Above, The Beast at home. Photo by Armand Vaquer. |
Are motorhomes and other RVs a barometer of economic conditions?
Financial Times takes a look at what motorhomes tell us about modern marketing. It appears that some marketers have "erroneous assumptions".
They begin with:
Driving a rented RV is a bit like being at the helm of a poorly fitted 1980s kitchen on wheels. Every extravagant turn, sudden stop, or highway pothole dislodges an unstowed frying pan, discarded spoon or the four mysterious screws we found rolling around the floor of our recreation vehicle when we returned it at the end of a recent 1,300-mile tour of California.
Hiring a motorhome in the US also buys you a temporary berth in an economic, social and historical phenomenon. Beating noisily west to San Francisco, a copy of The Grapes of Wrath stuffed into the cupholder, you do not have to be a romantic to think of pioneers and fortune-seekers in their wagons.
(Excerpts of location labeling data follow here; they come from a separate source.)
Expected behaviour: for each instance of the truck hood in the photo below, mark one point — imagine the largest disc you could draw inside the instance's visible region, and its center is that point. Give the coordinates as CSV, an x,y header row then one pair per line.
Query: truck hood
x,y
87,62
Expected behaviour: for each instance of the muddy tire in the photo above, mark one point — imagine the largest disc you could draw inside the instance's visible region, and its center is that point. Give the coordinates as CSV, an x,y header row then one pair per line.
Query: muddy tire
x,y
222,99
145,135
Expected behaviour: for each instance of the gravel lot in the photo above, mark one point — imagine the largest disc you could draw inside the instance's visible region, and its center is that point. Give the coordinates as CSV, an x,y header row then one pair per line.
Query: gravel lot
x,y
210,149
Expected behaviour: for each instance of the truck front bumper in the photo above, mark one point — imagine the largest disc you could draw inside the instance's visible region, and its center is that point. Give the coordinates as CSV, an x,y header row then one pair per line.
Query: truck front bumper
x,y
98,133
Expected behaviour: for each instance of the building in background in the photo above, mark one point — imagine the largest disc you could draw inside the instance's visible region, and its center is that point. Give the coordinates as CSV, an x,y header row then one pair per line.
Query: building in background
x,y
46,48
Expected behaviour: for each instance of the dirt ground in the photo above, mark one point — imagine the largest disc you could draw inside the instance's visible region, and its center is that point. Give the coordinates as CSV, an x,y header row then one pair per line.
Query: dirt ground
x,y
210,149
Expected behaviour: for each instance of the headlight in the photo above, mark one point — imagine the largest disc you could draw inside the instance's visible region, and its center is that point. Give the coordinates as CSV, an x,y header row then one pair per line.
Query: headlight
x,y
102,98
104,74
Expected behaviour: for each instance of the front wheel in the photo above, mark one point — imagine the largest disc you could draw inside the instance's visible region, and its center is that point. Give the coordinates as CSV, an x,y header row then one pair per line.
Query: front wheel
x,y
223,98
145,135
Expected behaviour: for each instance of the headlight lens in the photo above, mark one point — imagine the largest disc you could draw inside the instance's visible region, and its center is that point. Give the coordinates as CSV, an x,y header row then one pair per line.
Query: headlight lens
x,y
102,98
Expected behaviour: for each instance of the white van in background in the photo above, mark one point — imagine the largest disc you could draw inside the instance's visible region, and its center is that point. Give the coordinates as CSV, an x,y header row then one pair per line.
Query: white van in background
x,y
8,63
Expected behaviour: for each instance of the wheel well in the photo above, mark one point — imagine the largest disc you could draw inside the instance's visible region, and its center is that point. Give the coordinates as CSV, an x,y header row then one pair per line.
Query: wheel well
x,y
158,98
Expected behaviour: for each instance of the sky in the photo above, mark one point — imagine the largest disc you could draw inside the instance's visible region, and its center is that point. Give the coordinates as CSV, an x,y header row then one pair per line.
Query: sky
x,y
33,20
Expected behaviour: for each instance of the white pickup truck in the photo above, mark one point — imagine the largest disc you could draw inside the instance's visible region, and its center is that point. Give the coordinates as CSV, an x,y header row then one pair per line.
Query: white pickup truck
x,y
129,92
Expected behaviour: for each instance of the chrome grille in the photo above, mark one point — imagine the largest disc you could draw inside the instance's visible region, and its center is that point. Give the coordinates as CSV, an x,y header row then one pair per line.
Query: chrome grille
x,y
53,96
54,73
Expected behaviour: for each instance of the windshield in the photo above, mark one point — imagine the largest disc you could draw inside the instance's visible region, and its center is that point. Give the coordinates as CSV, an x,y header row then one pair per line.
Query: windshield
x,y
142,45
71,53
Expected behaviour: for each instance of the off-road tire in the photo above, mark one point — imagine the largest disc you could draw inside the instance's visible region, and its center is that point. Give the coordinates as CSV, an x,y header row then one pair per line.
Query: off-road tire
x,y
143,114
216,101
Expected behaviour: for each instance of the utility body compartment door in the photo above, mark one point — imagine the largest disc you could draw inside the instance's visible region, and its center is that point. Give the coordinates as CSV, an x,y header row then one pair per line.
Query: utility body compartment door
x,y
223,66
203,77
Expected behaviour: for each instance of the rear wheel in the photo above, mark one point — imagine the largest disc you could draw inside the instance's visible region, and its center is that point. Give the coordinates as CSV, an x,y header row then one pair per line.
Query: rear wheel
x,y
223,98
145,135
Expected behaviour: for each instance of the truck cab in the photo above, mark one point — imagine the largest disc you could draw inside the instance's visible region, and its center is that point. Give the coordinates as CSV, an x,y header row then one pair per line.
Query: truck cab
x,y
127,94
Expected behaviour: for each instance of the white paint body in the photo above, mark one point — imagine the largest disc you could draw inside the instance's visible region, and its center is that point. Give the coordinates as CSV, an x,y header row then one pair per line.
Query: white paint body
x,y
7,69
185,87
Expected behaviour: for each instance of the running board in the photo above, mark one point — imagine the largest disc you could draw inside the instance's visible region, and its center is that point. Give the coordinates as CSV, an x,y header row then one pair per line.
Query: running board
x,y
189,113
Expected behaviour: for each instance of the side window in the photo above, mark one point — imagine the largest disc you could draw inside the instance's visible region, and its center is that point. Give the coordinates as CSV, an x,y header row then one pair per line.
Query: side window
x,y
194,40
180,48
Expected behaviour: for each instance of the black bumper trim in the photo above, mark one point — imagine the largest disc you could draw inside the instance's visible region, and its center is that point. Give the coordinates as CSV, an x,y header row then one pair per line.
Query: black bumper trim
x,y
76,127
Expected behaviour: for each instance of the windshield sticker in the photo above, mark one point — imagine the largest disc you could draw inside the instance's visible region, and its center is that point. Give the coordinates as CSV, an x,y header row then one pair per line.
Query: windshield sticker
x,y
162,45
These days, wagon sales are still a crude index of the health of the modern US economy. Between 2006 and 2009, shipments of RVs — everything from tiny pop-up camping trailers to all-the-comforts-of-home “big rigs” — plummeted by 57 per cent.
Now the open road is beckoning again. Shipments in May were 20 per cent up on the same month in 2016, according to the RV Industry Association.